Il giocatore della Fiorentina sui momenti legati alla malattia: “Ad inizio marzo ho accusato i sintomi. Ero preoccupato per me, i miei parenti e i miei compagni”

di Redazione, @forzaroma

C’è anche Patrick Cutrone tra i giocatori della Serie A che hanno contratto il coronavirus. L’attaccante della Fiorentina racconta la malattia ai microfoni del ‘Sun’: “Ad inizio marzo ho accusato sintomi come febbre alta e mal di gola, poi ho fatto un test e mi sono reso conto che si trattava di Coronavirus. All’inizio ero spaventato perché questo virus è subdolo e nessuno lo conosce bene.

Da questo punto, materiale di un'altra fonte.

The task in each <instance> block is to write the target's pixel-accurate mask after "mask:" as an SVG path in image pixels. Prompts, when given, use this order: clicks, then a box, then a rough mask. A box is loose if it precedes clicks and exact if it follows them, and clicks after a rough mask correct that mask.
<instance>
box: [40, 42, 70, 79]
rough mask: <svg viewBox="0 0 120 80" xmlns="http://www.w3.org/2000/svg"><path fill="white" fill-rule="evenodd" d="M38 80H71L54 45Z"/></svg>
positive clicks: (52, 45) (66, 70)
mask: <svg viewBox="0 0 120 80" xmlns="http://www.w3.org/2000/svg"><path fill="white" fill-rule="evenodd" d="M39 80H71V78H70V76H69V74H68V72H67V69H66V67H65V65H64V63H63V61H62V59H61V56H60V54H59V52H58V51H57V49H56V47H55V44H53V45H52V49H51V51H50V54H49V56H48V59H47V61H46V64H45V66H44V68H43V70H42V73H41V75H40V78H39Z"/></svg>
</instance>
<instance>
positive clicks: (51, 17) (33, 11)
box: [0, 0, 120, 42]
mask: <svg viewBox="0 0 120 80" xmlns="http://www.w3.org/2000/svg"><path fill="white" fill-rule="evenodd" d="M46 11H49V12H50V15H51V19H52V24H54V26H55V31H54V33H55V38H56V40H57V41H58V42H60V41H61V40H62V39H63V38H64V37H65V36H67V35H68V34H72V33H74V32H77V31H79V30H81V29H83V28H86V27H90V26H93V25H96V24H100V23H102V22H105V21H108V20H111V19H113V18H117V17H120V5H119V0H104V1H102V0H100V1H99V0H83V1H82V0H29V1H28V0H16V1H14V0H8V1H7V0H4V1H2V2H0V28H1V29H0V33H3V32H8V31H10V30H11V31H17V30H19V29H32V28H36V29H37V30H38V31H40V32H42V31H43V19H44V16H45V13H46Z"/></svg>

Ero preoccupato per me stesso, per i miei parenti e per i miei compagni di squadra ma per fortuna dopo i primi giorni la situazione è lentamente migliorata“. Il giocatore cresciuto nel Milan e arrivato a gennaio dal Wolverhampton è poi uscito dal tunnel: “Alla fine quando i dottori mi hanno detto il risultato dell’ultimo test era negativo mi sono sentito sollevato, questo incubo mi stava lasciando”.